In the first of our new series profiling Ireland’s research leaders, Ann O’Dea spoke to expert neurologist Prof Orla Hardiman about the challenges of her research and her desire to give hope to people with motor neurone disease.

Prof Orla Hardiman is one of Ireland’s foremost neurologists and a leading expert in motor neurone disease (MND). Among her many roles, she is head of neurology at Trinity College Dublin, the Health Service Executive’s (HSE) clinical lead for neurology and a researcher at the Science Foundation Ireland research centres FutureNeuro and Adapt.

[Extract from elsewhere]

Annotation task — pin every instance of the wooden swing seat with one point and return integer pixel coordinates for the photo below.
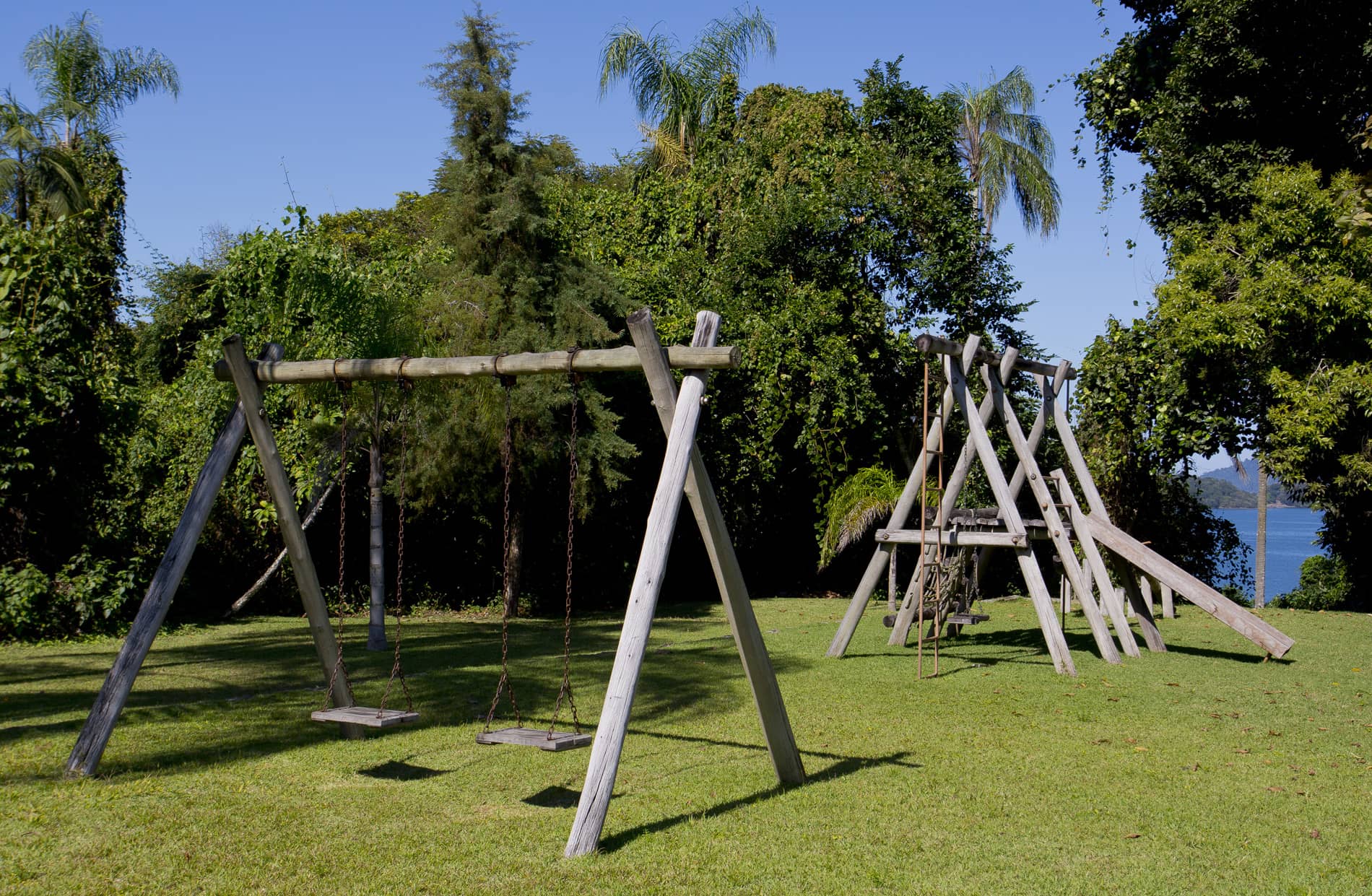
(370, 716)
(542, 739)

However, the most important of her working roles is that of clinician. She continues to see patients two days a week. For Hardiman, clinical work is at the heart of everything she does. “I would never give that up,” she says.

“The clinic is a place where people can come, where we can help make life a bit easier, where we can improve the experience I hope, where we can walk the journey with people and where we can give hope, because there is hope for people with MND as well.”

From an early age, Hardiman knew she wanted to work in medicine. She has always been curious about the human condition. “The part of medicine I like is the part where we can be curious,” she says. “[About] what makes us who we are and what we do.”

Hardiman comes from a creative family and through her work has found ways to channel that curious, creative part of her DNA into “something that makes a difference for people”.